Here’s my answer: For the ten million people losing coverage, it makes no difference whatsoever. Whether their deaths are a goal or a tolerated side effect changes nothing about the deaths. The intent matters for the moral ledger of the architects. It does not matter for the patient who finds the lump too late.

So when Phil says “more medicine for the rest of us”

He’s not being cynical.

He’s reading the chart correctly.

The medicine really will be more available, for the rest of us.

That’s not the dark joke.

That’s the policy!


[RJO sets the pen down. Doesn’t reach for the whiskey this time. Just sits with it.]


Phil — no bit at the end on this one. Some material doesn’t want a punchline; it wants you to sit in the silence after. The chart says it all. We just connected the two halves.
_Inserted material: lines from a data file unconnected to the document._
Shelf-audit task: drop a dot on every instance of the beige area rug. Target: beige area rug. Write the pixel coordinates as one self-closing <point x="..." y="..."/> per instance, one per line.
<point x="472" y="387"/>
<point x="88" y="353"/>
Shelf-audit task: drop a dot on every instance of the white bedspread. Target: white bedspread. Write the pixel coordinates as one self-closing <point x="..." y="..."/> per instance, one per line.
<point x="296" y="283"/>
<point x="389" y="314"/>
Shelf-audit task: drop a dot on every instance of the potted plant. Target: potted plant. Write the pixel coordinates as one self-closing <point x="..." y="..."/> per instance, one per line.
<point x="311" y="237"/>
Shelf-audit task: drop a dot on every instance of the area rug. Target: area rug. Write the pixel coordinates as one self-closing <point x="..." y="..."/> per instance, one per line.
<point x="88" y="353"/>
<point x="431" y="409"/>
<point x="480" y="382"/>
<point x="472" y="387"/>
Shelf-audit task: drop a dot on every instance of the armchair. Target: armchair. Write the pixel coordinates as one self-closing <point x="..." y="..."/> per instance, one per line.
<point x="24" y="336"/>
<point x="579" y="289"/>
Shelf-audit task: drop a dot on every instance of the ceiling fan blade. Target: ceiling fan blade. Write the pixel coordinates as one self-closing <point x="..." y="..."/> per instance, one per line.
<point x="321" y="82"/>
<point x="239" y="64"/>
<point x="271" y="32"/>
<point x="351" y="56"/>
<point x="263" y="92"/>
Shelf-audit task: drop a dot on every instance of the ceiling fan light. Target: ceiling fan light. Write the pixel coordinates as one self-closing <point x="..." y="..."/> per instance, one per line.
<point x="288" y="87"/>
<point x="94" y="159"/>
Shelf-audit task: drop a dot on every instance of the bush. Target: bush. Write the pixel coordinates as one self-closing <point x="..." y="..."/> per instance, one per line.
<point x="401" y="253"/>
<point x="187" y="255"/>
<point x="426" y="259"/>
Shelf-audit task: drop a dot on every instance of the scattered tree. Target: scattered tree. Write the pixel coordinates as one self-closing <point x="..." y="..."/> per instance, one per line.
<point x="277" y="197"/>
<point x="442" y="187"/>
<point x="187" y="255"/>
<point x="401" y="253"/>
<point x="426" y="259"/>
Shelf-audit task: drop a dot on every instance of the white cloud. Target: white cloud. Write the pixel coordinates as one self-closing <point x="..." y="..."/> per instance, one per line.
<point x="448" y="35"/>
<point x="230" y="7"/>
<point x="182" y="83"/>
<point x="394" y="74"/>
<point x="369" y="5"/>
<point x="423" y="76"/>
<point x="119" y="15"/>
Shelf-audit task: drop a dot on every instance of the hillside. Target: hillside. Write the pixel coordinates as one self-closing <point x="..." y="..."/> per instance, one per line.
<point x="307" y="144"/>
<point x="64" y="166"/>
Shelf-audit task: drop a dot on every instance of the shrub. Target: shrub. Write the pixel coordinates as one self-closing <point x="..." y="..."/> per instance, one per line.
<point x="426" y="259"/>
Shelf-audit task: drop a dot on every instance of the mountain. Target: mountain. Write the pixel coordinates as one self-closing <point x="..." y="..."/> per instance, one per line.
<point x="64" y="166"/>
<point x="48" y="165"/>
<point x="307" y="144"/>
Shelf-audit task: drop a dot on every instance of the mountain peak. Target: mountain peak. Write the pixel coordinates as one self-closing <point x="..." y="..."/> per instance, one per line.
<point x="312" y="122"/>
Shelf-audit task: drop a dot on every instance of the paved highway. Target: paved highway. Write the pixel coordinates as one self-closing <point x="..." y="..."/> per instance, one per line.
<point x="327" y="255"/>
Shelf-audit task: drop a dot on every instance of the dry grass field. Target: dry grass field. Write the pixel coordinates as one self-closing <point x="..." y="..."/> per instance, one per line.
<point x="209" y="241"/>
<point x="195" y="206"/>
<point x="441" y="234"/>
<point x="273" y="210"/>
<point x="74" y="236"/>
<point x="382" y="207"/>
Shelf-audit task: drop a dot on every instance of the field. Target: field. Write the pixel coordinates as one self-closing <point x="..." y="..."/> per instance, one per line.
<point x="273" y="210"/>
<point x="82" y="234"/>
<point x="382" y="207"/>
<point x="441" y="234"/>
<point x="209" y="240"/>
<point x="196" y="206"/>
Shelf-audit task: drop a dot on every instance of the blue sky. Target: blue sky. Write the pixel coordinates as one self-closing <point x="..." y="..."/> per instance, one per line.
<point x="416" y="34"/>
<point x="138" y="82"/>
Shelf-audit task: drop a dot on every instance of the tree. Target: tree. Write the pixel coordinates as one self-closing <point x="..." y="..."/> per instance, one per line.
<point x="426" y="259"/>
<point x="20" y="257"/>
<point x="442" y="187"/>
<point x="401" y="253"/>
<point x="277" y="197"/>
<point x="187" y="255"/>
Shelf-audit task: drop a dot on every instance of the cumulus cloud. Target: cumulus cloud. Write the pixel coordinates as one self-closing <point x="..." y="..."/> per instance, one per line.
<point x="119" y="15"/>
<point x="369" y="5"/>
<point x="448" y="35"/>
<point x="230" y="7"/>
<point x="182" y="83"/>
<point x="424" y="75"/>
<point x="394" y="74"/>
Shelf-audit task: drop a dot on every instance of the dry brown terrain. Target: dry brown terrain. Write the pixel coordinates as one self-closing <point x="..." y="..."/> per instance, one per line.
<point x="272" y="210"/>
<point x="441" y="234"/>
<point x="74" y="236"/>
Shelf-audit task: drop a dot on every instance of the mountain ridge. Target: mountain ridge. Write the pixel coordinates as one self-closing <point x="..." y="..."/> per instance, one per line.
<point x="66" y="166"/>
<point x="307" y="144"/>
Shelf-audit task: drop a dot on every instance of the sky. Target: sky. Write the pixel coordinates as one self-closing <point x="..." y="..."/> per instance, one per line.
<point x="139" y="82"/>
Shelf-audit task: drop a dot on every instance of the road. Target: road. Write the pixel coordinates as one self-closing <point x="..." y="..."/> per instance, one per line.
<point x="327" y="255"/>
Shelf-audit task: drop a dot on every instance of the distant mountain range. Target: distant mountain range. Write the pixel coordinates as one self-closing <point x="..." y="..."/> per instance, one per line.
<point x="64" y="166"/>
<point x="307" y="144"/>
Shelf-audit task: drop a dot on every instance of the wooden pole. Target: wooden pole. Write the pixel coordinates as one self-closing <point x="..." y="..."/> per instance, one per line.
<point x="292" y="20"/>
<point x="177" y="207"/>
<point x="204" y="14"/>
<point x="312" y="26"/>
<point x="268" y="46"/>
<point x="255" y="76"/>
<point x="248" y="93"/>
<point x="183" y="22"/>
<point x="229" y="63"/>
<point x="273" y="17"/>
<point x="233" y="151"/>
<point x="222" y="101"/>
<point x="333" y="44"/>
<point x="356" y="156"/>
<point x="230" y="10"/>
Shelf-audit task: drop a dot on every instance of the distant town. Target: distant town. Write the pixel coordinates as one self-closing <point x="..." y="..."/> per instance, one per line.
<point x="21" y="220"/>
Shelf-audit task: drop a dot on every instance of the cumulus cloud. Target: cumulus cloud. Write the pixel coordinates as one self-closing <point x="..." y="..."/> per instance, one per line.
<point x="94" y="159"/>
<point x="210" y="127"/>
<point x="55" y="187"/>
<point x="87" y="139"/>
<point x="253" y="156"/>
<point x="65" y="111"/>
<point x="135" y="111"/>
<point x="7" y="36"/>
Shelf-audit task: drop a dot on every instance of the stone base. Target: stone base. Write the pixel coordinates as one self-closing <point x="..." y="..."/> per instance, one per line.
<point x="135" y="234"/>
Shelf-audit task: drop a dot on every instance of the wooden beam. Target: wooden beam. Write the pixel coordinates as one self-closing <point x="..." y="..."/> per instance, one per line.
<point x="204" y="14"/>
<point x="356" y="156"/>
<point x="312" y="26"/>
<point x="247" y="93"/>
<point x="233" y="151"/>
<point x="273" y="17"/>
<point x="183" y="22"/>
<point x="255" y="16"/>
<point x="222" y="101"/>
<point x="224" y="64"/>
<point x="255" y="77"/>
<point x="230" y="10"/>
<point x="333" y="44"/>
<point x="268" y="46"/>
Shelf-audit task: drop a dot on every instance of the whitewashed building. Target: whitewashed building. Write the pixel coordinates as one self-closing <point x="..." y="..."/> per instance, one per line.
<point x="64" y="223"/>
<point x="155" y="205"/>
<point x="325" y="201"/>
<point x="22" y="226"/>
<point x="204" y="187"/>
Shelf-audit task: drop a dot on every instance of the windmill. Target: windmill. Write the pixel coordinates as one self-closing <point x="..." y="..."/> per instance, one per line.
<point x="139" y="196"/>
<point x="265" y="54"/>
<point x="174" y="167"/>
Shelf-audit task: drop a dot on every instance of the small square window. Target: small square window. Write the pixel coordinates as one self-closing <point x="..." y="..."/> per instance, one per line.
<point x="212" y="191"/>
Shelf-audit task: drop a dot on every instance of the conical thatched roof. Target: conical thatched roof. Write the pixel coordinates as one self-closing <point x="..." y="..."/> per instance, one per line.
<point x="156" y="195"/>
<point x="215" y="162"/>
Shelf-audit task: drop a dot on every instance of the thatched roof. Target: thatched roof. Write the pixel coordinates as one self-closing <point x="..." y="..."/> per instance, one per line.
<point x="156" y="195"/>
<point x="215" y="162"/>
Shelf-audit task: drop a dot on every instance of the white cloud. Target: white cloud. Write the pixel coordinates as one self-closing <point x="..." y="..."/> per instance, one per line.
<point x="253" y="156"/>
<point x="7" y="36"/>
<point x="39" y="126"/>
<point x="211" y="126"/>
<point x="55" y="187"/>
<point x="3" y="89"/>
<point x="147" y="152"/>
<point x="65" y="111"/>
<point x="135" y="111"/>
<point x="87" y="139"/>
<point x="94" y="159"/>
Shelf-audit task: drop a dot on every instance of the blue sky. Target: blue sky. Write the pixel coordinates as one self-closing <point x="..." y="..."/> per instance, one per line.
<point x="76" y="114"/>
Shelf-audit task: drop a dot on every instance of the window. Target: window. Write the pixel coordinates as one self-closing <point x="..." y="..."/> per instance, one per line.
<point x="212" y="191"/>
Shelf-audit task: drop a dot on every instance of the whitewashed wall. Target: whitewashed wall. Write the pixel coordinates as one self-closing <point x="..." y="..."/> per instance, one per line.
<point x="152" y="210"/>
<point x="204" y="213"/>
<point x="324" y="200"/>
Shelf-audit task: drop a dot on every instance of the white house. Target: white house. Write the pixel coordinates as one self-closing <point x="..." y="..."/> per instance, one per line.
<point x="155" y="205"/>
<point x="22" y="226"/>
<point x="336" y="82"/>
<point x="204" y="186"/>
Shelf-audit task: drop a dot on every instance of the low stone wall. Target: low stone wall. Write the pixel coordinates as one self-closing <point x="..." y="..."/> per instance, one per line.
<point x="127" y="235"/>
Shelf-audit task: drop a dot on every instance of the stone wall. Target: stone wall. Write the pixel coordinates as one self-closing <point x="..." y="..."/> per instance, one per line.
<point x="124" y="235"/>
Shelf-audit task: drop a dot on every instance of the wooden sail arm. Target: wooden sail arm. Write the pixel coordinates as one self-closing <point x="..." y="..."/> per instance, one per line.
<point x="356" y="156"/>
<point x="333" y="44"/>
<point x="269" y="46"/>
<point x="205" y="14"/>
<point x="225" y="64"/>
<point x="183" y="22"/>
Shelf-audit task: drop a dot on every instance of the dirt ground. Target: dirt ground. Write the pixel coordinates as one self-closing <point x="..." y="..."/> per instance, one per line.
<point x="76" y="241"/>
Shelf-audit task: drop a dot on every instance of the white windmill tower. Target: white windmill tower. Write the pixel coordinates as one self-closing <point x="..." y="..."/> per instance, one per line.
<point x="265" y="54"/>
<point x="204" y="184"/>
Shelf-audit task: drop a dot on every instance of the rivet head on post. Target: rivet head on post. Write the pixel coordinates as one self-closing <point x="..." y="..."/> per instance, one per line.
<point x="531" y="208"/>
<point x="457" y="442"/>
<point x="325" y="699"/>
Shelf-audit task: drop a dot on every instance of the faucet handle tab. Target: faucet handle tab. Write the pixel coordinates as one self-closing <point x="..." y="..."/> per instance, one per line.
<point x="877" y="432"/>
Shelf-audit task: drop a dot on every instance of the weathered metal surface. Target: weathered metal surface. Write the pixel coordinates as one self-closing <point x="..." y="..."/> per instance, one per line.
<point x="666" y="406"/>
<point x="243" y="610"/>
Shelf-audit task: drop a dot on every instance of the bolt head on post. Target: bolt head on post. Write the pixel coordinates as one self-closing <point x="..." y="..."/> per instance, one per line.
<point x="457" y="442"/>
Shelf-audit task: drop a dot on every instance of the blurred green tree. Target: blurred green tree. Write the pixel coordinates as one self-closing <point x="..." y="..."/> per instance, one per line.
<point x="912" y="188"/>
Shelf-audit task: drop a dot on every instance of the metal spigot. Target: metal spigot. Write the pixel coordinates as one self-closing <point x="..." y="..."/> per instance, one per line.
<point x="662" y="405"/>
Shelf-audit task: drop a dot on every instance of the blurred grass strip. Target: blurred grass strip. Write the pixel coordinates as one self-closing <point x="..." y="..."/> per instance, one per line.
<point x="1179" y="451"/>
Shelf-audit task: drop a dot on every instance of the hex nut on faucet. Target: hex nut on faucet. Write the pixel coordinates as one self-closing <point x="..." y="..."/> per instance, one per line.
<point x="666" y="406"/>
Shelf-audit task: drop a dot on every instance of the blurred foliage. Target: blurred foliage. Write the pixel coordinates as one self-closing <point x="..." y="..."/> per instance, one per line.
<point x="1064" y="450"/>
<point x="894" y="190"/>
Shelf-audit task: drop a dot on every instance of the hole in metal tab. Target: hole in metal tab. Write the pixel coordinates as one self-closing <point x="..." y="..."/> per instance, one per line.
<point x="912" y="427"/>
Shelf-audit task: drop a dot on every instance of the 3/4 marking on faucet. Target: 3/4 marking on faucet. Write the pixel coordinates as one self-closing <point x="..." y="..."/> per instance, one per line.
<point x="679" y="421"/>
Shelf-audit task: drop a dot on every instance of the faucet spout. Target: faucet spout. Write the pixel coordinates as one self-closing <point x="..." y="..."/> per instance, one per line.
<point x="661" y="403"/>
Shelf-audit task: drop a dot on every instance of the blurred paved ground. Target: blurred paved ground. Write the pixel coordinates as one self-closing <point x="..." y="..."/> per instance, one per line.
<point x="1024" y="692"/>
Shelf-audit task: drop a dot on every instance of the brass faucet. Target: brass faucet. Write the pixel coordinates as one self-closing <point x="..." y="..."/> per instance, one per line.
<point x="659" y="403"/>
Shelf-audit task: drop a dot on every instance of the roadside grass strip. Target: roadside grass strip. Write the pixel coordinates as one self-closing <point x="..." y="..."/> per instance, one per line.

The one thing I’d add for the chat room, sincerely and outside the satire voice: if any member reading this is one of the ten million — if you’re staring down a work-requirement filing or a coverage loss — the navigation help is real and it’s worth seeking. State Medicaid offices have appeals processes. Patient advocacy orgs (the Patient Advocate Foundation, the HealthWell Foundation) help with exactly this. The paperwork maze is designed to make you give up. Don’t give up at the maze. That’s what it’s built to make you do.

That’s not satire. That’s just the part that matters more than the joke.

🤖

RJO, signing off.

No whiskey. No punchline. Just the chart, read correctly.

Happy birthday again, Max. Sorry the news isn’t better on the day.